Eugene Diamond spent Tuesday morning dipping strawberries into chocolate at his family’s sweet shop in a small town outside Kansas City. It was the day before Valentine’s Day, and all things chocolate were in high demand.

For Mr. Diamond, a practicing Catholic, another deadline was also looming: This year, Valentine’s Day happens to fall on Ash Wednesday, customarily devoted to penitence and fasting. Starting that day, Mr. Diamond, his wife and eight children will be giving up sweets until Easter, which falls this year on March 31.

Mr.
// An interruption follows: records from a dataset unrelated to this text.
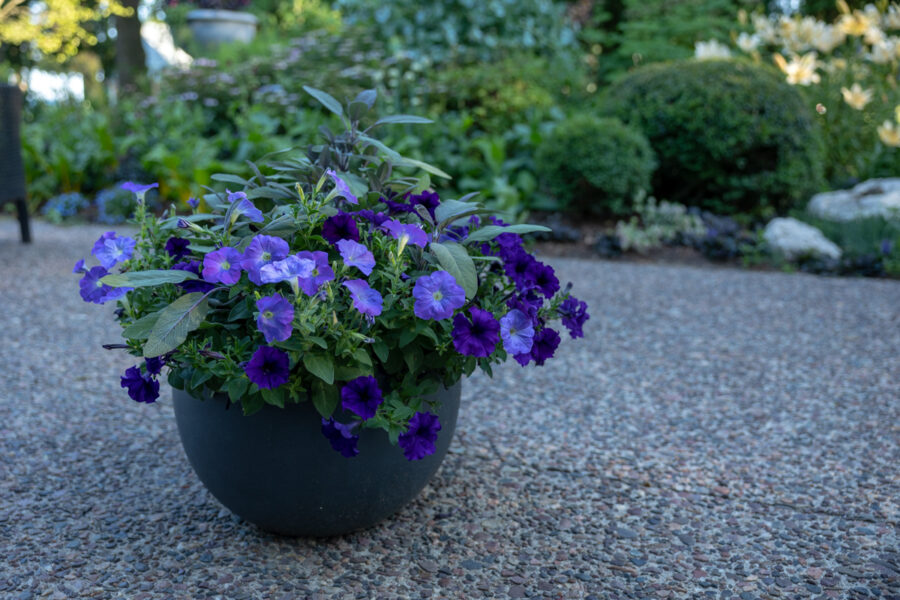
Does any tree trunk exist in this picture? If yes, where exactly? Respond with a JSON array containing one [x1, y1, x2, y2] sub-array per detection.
[[116, 0, 147, 96]]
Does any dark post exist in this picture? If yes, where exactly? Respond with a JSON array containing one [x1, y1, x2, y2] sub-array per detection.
[[0, 84, 31, 244]]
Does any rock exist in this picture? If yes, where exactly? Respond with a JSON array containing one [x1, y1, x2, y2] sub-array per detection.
[[806, 178, 900, 222], [763, 217, 841, 260]]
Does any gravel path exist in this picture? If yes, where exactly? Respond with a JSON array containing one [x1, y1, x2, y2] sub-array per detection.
[[0, 219, 900, 600]]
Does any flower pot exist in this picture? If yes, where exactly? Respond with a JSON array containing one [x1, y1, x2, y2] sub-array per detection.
[[187, 9, 258, 48], [173, 383, 460, 537]]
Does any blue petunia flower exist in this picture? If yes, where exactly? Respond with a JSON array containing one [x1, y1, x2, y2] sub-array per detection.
[[322, 419, 359, 458], [256, 294, 294, 344], [337, 240, 375, 276], [241, 235, 291, 285], [500, 309, 534, 355], [203, 246, 241, 285], [341, 375, 384, 420], [91, 231, 137, 269], [397, 412, 441, 461], [343, 279, 384, 317], [244, 346, 291, 390], [413, 271, 466, 321]]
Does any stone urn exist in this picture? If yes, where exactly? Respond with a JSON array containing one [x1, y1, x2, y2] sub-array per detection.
[[187, 9, 258, 48]]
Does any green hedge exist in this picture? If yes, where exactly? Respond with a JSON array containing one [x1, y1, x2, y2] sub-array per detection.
[[603, 60, 823, 218], [535, 114, 656, 216]]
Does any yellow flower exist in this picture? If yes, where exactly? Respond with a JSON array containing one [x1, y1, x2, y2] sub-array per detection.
[[772, 52, 821, 85], [878, 121, 900, 148], [841, 83, 872, 110]]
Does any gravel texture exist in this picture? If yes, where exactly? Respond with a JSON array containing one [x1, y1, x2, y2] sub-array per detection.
[[0, 219, 900, 600]]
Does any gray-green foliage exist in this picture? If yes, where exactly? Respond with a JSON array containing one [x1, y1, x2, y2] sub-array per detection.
[[335, 0, 575, 62], [535, 114, 656, 216]]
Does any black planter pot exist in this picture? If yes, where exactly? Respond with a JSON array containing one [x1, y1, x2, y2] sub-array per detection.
[[173, 383, 460, 537]]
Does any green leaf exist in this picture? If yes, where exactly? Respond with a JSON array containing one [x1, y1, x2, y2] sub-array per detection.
[[225, 377, 250, 403], [372, 115, 434, 127], [465, 224, 550, 244], [100, 270, 197, 287], [122, 311, 161, 340], [144, 292, 209, 358], [311, 380, 338, 419], [428, 242, 478, 298], [303, 85, 344, 117], [303, 354, 334, 384]]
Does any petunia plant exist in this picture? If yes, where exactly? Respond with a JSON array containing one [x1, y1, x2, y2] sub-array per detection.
[[75, 89, 588, 460]]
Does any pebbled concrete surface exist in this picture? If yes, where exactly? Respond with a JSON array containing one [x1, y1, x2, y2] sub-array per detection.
[[0, 219, 900, 600]]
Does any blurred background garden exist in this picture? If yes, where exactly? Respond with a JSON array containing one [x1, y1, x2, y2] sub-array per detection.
[[0, 0, 900, 277]]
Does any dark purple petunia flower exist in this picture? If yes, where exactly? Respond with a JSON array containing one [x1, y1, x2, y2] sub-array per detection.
[[525, 260, 559, 298], [341, 375, 384, 420], [172, 260, 216, 294], [528, 327, 560, 366], [91, 231, 137, 269], [256, 294, 294, 344], [325, 169, 359, 204], [342, 279, 384, 317], [451, 306, 500, 358], [322, 212, 359, 244], [144, 356, 166, 375], [337, 240, 375, 276], [203, 246, 241, 285], [166, 236, 191, 260], [120, 181, 159, 196], [413, 271, 466, 321], [500, 309, 534, 355], [78, 267, 134, 304], [397, 412, 441, 461], [241, 235, 291, 285], [122, 366, 159, 404], [322, 419, 359, 458], [558, 296, 591, 339], [244, 346, 291, 390], [297, 250, 334, 298], [381, 219, 428, 248]]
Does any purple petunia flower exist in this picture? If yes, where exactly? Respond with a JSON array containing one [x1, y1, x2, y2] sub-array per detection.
[[325, 169, 359, 204], [259, 253, 316, 283], [558, 296, 591, 340], [91, 231, 137, 269], [381, 219, 428, 248], [500, 309, 534, 355], [337, 240, 375, 275], [119, 181, 159, 196], [166, 236, 191, 260], [322, 212, 359, 244], [241, 235, 291, 285], [343, 279, 384, 317], [203, 246, 241, 285], [525, 260, 559, 298], [297, 250, 334, 297], [413, 271, 466, 321], [322, 419, 359, 458], [78, 267, 134, 304], [244, 346, 291, 390], [121, 366, 159, 404], [144, 356, 166, 375], [397, 412, 441, 460], [172, 260, 216, 294], [451, 306, 500, 358], [341, 375, 384, 420], [256, 294, 294, 344]]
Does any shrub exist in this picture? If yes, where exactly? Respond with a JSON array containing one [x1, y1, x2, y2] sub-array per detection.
[[604, 60, 823, 218], [535, 114, 656, 216]]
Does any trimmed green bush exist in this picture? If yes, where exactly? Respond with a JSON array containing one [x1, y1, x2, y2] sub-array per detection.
[[535, 114, 656, 217], [603, 60, 823, 219]]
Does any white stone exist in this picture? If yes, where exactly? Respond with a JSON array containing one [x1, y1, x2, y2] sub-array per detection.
[[763, 217, 841, 260], [806, 178, 900, 222]]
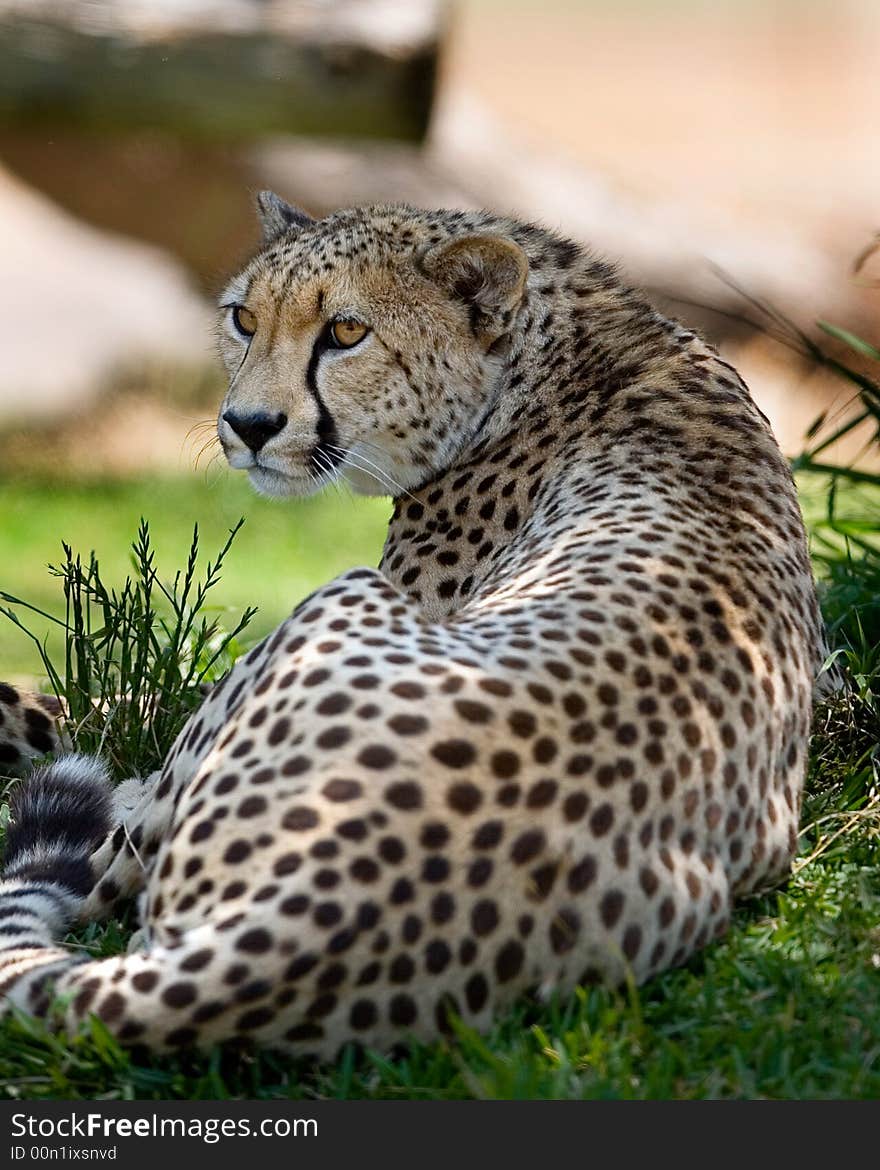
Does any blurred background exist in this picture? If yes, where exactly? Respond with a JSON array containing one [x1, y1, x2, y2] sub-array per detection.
[[0, 0, 880, 681]]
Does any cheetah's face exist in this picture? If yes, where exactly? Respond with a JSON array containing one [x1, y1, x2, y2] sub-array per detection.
[[218, 193, 528, 496]]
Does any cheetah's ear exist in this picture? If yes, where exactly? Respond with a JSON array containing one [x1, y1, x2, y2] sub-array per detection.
[[256, 191, 315, 243], [421, 235, 529, 343]]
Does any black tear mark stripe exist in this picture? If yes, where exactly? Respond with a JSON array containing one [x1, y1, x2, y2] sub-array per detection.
[[305, 322, 343, 474]]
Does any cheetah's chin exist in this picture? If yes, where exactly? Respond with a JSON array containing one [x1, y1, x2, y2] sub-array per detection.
[[247, 464, 323, 500]]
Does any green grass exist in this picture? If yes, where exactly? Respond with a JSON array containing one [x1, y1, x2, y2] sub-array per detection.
[[0, 465, 880, 1099], [0, 473, 391, 679], [0, 834, 880, 1100], [0, 308, 880, 1100]]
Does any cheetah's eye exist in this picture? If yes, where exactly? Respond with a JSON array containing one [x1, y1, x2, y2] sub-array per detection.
[[232, 304, 256, 337], [330, 321, 370, 350]]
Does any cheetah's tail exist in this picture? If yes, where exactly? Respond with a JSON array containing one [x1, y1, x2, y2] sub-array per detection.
[[0, 755, 292, 1051], [0, 755, 112, 1013]]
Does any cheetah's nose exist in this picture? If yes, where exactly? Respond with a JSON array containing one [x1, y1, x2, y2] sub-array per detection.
[[224, 411, 287, 454]]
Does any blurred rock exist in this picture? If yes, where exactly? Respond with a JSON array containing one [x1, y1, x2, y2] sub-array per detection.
[[0, 0, 441, 142], [0, 162, 212, 425]]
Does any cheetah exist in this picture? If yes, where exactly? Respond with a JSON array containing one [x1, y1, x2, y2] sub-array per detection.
[[0, 193, 821, 1059]]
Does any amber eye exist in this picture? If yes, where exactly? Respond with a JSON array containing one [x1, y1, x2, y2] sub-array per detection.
[[232, 304, 256, 337], [330, 321, 369, 350]]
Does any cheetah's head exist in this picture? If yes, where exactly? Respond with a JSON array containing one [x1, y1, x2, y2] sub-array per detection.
[[218, 192, 528, 496]]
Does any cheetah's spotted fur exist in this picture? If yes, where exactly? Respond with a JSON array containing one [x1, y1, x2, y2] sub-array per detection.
[[0, 195, 820, 1057]]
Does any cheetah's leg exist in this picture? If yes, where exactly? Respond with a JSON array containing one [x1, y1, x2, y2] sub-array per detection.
[[78, 644, 275, 922]]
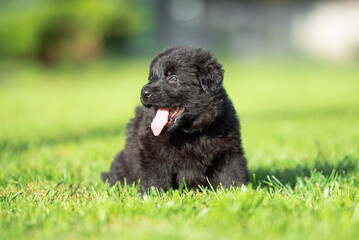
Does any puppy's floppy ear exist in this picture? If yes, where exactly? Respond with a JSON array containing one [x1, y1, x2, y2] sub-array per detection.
[[196, 49, 224, 94]]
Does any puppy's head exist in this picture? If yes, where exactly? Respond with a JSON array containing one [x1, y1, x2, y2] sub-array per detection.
[[141, 46, 223, 136]]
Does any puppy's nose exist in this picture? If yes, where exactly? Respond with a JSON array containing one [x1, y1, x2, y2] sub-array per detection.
[[141, 87, 152, 98]]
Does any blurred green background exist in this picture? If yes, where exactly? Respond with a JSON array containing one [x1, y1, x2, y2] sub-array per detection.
[[0, 0, 359, 239]]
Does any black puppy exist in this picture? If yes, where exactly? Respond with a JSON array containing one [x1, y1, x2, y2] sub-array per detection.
[[102, 46, 249, 189]]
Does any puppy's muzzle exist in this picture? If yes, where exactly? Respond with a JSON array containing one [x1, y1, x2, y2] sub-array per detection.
[[141, 86, 152, 105]]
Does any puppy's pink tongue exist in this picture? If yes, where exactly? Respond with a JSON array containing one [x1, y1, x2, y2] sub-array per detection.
[[151, 108, 169, 136]]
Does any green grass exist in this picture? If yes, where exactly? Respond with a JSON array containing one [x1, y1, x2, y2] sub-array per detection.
[[0, 60, 359, 239]]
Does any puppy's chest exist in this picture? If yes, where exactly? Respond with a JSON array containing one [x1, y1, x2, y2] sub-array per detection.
[[145, 137, 229, 168]]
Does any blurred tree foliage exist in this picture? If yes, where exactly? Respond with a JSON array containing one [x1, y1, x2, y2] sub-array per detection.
[[0, 0, 148, 63]]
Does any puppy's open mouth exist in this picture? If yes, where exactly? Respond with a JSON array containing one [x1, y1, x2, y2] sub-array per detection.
[[151, 107, 184, 136]]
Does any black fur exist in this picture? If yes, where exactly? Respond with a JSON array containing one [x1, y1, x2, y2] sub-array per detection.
[[102, 46, 249, 189]]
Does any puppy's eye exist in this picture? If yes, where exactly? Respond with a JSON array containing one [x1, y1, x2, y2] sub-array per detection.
[[167, 75, 179, 82]]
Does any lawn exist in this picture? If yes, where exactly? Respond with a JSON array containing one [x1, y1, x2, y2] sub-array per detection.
[[0, 59, 359, 239]]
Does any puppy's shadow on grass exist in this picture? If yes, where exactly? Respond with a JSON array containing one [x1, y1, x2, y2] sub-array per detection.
[[251, 153, 359, 188]]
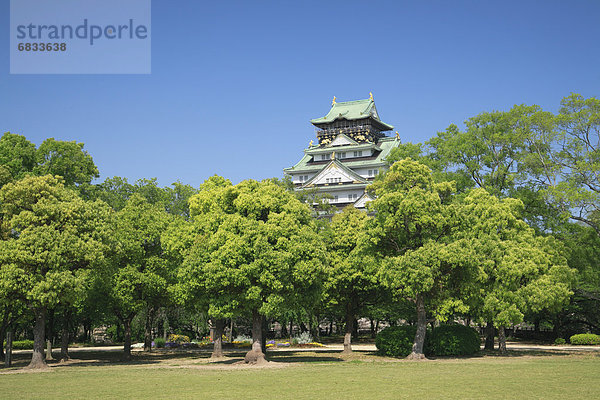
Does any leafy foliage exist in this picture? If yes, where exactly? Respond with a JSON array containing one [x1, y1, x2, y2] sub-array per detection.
[[375, 325, 417, 357], [569, 333, 600, 345], [426, 324, 481, 356]]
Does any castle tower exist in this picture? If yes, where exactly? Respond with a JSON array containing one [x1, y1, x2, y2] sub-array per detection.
[[283, 95, 400, 209]]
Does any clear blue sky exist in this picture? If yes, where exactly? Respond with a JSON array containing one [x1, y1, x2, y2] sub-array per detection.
[[0, 0, 600, 186]]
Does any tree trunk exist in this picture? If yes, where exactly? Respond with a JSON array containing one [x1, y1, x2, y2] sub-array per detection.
[[4, 329, 12, 368], [484, 321, 496, 350], [342, 304, 354, 354], [280, 322, 288, 338], [244, 310, 267, 364], [46, 308, 54, 346], [408, 293, 427, 360], [0, 324, 7, 360], [144, 307, 155, 351], [163, 311, 169, 343], [27, 308, 48, 369], [369, 318, 375, 339], [60, 309, 71, 361], [123, 319, 131, 361], [210, 318, 225, 359], [46, 339, 54, 361], [260, 316, 269, 354], [498, 326, 506, 354]]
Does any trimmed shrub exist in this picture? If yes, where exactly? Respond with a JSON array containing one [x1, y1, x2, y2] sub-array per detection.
[[375, 325, 418, 357], [425, 324, 481, 356], [13, 340, 33, 350], [570, 333, 600, 345], [375, 324, 481, 357]]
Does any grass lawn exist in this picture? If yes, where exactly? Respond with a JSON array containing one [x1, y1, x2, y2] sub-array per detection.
[[0, 351, 600, 399]]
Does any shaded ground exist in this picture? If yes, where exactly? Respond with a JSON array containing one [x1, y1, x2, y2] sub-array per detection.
[[0, 348, 600, 400]]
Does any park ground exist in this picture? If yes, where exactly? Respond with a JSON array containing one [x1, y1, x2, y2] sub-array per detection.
[[0, 344, 600, 400]]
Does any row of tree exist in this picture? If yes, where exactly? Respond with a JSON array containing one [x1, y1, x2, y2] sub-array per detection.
[[0, 95, 600, 367]]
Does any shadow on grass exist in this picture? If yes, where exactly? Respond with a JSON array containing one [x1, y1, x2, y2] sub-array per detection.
[[0, 348, 600, 372]]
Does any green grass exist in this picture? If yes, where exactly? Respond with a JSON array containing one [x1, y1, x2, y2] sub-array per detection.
[[0, 352, 600, 400]]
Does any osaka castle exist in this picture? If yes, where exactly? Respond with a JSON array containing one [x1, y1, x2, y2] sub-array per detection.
[[283, 94, 400, 209]]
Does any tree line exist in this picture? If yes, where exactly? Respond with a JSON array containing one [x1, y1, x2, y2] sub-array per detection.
[[0, 95, 600, 368]]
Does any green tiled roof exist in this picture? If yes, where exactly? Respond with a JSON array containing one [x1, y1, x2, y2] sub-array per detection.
[[302, 159, 367, 188], [283, 137, 400, 174], [310, 98, 394, 130]]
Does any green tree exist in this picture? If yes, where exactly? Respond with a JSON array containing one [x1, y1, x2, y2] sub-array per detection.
[[324, 206, 383, 353], [180, 177, 325, 363], [0, 175, 109, 368], [0, 132, 36, 184], [369, 159, 476, 359], [105, 194, 174, 360], [462, 189, 573, 353], [34, 138, 99, 186]]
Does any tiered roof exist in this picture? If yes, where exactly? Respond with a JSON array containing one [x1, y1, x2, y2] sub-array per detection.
[[310, 96, 394, 131]]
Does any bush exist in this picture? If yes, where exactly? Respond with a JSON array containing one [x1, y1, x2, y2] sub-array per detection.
[[375, 325, 481, 357], [292, 331, 313, 344], [169, 333, 190, 343], [570, 333, 600, 345], [375, 325, 417, 357], [425, 324, 481, 356], [13, 340, 33, 350]]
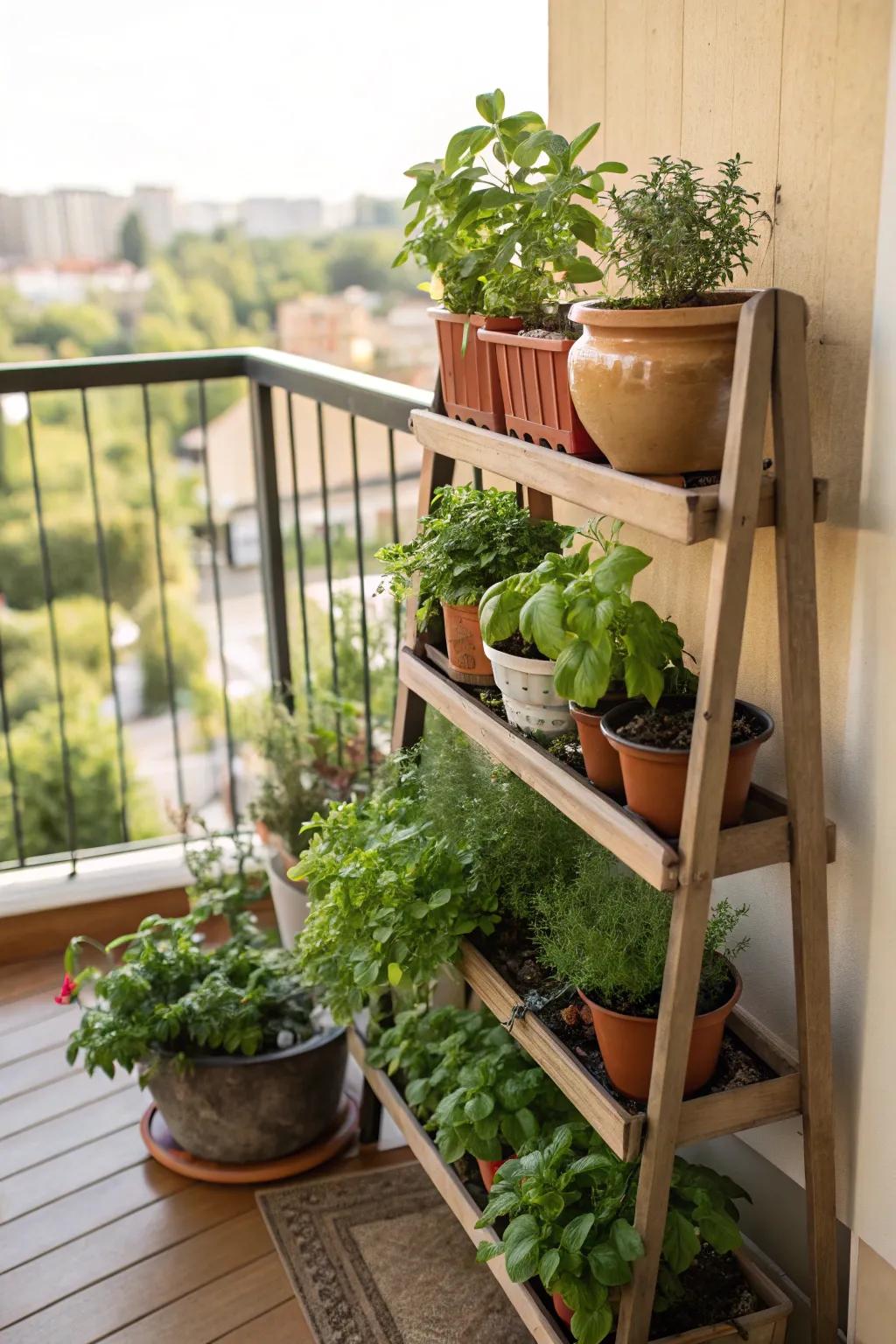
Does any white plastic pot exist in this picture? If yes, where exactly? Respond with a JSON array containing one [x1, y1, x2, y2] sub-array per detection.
[[264, 845, 308, 948], [485, 644, 575, 738]]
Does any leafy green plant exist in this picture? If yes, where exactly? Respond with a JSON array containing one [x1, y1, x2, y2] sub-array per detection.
[[477, 1125, 748, 1344], [290, 752, 497, 1021], [65, 903, 314, 1086], [480, 520, 690, 707], [532, 845, 748, 1018], [606, 155, 768, 308], [376, 485, 572, 629], [394, 88, 626, 326]]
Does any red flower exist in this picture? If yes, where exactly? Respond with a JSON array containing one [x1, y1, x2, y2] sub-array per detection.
[[55, 970, 78, 1004]]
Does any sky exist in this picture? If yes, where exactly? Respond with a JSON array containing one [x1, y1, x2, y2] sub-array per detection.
[[0, 0, 548, 200]]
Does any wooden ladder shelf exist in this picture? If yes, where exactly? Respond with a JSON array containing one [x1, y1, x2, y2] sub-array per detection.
[[365, 289, 836, 1344]]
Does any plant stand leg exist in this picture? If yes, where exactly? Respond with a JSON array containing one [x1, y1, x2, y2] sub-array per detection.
[[773, 290, 836, 1344], [617, 291, 775, 1344]]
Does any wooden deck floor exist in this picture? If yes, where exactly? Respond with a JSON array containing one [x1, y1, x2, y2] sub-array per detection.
[[0, 957, 404, 1344]]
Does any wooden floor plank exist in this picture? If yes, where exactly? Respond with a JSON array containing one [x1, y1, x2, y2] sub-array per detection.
[[0, 1208, 274, 1344], [0, 1158, 189, 1282], [0, 1183, 256, 1328], [218, 1298, 316, 1344], [0, 1046, 80, 1101], [0, 1124, 153, 1223], [0, 1004, 80, 1065], [0, 1073, 131, 1138], [98, 1251, 294, 1344]]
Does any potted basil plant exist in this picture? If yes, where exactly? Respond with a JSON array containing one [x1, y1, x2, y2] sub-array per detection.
[[570, 155, 768, 481], [376, 485, 572, 675], [480, 519, 695, 763]]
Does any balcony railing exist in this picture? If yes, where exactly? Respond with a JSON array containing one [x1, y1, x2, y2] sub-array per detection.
[[0, 349, 430, 872]]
Diamond, 39, taste-tested the sweets at the shop on Tuesday to prepare. “I’ve got to try these today because I’m not going to have a chance to try them tomorrow,” he said.

Ash Wednesday is the first day of Lent, a season marked by sacrifice and solemnity. At church services across the country, clergy members will smudge crosses on parishioners’ foreheads, murmuring, “Remember you are dust, and to dust you shall return.”

The day is meant to serve as a reminder of human mortality, the start of a season that contrasts with and culminates in the joyful celebration of Easter. Practicing Catholics forgo meat on Ash Wednesday, and the church also asks people aged 18 to 59 to eat just one full meal, plus two smaller ones “that together are not equal to a full meal.”

That makes it a tough match with Valentine’s Day, a celebration of romantic love often marked with rich foods, wine and candy.